I don’t admit this always, but one of the reasons I was hesitant to give up administration was because I didn’t know how much I would like being in the classroom full time again.
Before I became a full-time administrator, I was a competent teacher, garnering excellent student evaluations and a handful of teaching awards. But as my research productivity increased, I started teaching fewer classes as my funded research “bought out” my teaching time. Sometimes people would ask me why I didn’t teach more since I was so good at it. I used to respond that teaching was a lot like fertilizer. You didn’t need very much to reap the full benefit.
Academics talk a lot about teaching load. A lighter teaching load is almost always considered the ideal. Even for those professors who love to teach.
So now here I am, getting ready to abandon administration. Since my scholarship is currently in a wee bit of a shambles, when I return to the faculty after My Year Away, I will not have any kind of teaching reduction. Sure, I’m at a flagship so that means just two courses a semester, but four classes a year feels like a lot to me. It’s been over a decade since I’ve taught a full load.

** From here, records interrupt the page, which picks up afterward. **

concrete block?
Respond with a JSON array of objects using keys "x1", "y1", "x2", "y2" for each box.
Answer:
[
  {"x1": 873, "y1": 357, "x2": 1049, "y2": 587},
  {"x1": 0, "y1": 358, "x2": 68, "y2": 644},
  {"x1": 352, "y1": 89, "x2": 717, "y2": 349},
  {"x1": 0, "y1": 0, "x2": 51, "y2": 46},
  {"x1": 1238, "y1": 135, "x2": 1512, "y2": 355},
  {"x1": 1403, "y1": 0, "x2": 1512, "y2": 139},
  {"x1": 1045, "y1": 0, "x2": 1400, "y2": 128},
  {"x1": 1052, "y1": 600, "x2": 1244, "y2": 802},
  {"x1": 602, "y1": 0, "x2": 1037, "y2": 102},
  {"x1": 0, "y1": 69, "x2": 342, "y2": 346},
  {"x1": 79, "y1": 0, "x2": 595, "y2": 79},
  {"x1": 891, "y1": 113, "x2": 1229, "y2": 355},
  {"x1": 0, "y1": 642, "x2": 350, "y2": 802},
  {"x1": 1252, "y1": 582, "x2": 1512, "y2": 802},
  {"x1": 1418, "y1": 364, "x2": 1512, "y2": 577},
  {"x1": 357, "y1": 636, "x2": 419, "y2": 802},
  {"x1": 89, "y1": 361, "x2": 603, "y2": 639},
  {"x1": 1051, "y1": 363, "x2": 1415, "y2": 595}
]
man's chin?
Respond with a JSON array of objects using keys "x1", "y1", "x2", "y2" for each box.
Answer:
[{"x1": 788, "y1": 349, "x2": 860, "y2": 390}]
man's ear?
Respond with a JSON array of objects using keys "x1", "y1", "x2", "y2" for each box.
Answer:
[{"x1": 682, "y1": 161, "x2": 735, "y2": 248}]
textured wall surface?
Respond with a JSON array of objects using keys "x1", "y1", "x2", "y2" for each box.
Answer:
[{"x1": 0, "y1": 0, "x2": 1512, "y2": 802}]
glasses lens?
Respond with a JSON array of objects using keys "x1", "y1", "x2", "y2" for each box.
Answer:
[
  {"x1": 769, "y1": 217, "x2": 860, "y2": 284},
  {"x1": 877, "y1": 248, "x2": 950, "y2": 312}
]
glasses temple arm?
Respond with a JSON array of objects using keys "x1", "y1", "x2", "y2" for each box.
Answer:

In this blog, I’ve been writing a lot about the things I’ve been doing to ready myself for my sabbatical including studying statistics, creating various research groups, reading a variety of books, etc. I also decided that sucking it up and teaching more right now would be a good idea as well.
This semester I’m teaching a doctoral seminar in pedagogy. I’m also overseeing three undergraduate independent studies—and just recently, I starting teaching a five-week course I created called Historical Milestones in American Advertising. On Tuesdays, I do it all—finishing the day with the three-hour doctoral seminar. It wears me out. But, it is also exhilarating. My ad students are amazing. We meet at 8:30 a.m. They are ready to go. Today we talked about the history of self-regulation in the advertising industry—a topic I wasn’t expecting them to embrace. But they did.

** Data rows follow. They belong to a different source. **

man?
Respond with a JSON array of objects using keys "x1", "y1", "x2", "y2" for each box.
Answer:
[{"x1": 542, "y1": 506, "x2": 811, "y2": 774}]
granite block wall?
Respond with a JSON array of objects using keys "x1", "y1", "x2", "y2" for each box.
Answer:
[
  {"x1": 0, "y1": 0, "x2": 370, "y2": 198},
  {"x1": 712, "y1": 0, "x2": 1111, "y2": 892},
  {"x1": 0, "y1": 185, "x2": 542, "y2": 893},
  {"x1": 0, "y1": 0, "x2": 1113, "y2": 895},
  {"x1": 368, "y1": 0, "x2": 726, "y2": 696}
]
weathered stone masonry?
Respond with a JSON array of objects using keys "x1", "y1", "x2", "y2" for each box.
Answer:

The doctoral students are simply fantastic. Today’s topic was technology in the classroom. We covered a lot of topics. (Princess Di’s funeral, The West Wing, MOOCs, Twitter, Blackboard, and this blog were just a handful of subjects we explored.) The three hours zipped by. (For me, anyway. You might have to check with my students to get their take on the afternoon!)
The good news is that I taught all day today. And, I did more than survive. I enjoyed it. I enjoyed preparing for class. I enjoyed being in class. I enjoyed my students, both undergrads and grads. And, maybe. most important of all, it felt normal. I’ve got a few months to go before I start my sabbatical, but I’m already beginning to see a glimmer of hope that spending my days as a teacher and a researcher are going to be good days. Maybe even great days.